Quand je fais FaceTime avec ma mère et qu’elle vient les yeux remplis d’eau, parce qu’elle manque tout ce temps avec le bébé de son bébé. Je m’ennuie d’elle et de tous les autres. Je m’ennuie de parler avec des adultes, de sentir de la chaleur humaine. Je ressens ce besoin de connexion avec d’autres, mais que je ne peux malheureusement pas.

Ensuite, quelques mois passent et je réalise que je suis encore full hormonale. Je ne savais pas qu’elles prenaient autant de temps à disparaitre ces hormones. J’apprends que j’ai une diastase abdominale. Ma fille a deux mois et j’ai encore l’air enceinte de 25 semaines. Tous me disent : C’est normal Chloé tu as donné la vie, laisse-toi du temps. Du temps !! Je suis tanné d’attendre après le temps. Je m’en merde, je pleure et je suis grosse. Ce n’est pas évident. L’isolement vient beaucoup chambouler notre vie. Est-ce que si j’avais à recommencer je déciderais d’attendre pour le projet bébé ? Je ne peux répondre à cette question en ayant ma fille dans mes bras. Parce que quand je la regarde je ne changerais rien au monde.

Aujourd’hui que le printemps est arrivé avec la chaleur, mon moral va beaucoup mieux. Je vais souvent marcher avec de nouvelles mamans quand il fait beau et on échange sur notre quotidien. Ça fait un bien fou de voir que nous ne sommes pas seules à vivre ainsi. Moi qui rêvais d’un congé de maternité à en profiter au max pour voir la famille.
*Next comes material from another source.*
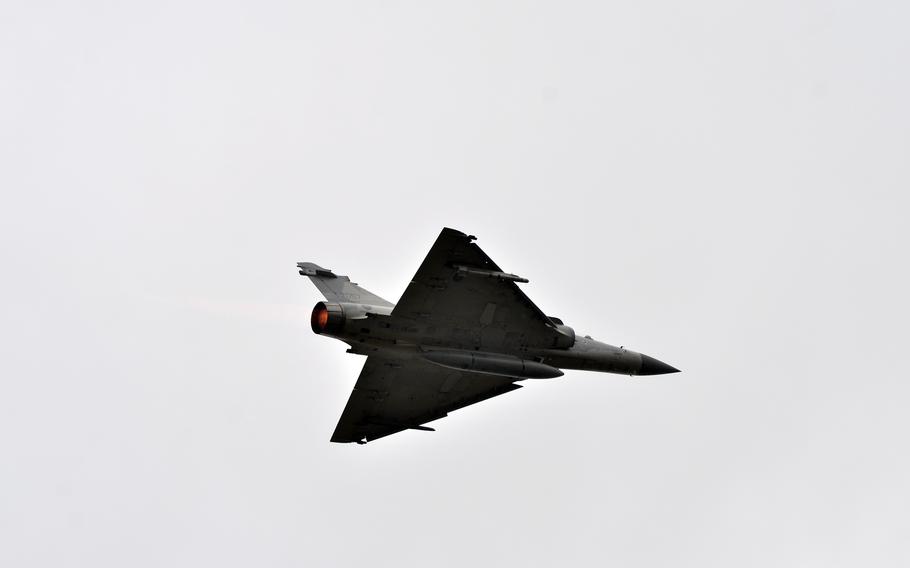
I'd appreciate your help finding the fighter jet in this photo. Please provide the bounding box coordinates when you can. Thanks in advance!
[297,228,679,444]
Hélas, je me reprendrai avec bébé #2.

Maintenant si je parle du futur en lien avec le Covid, j’ai peur pour la socialisation de ma fille. Quand ma mère vient m’aider (aidante naturelle), ma fille peut prendre jusqu’à 1 h avant d’arrêter de pleurer dans ses bras. Les bras de sa propre mamie qu’à 4 mois elle ne connaît pas. Est-ce que cela va avoir des répercussions plus tard ? Sans doute ! Je trouve ça vraiment triste de me dire que la pandémie prive ma fille de tout l’amour qu’elle mérite de connaître. Je sais que ce n’est que partie remise, mais ce temps perdu ne sera jamais rattrapé… Qu’est-ce que je fais pour contrer cela ? J’envoie des vidéos à mes proches pour qu’ils se sentent le moindrement impliqués dans la vie de ma fille.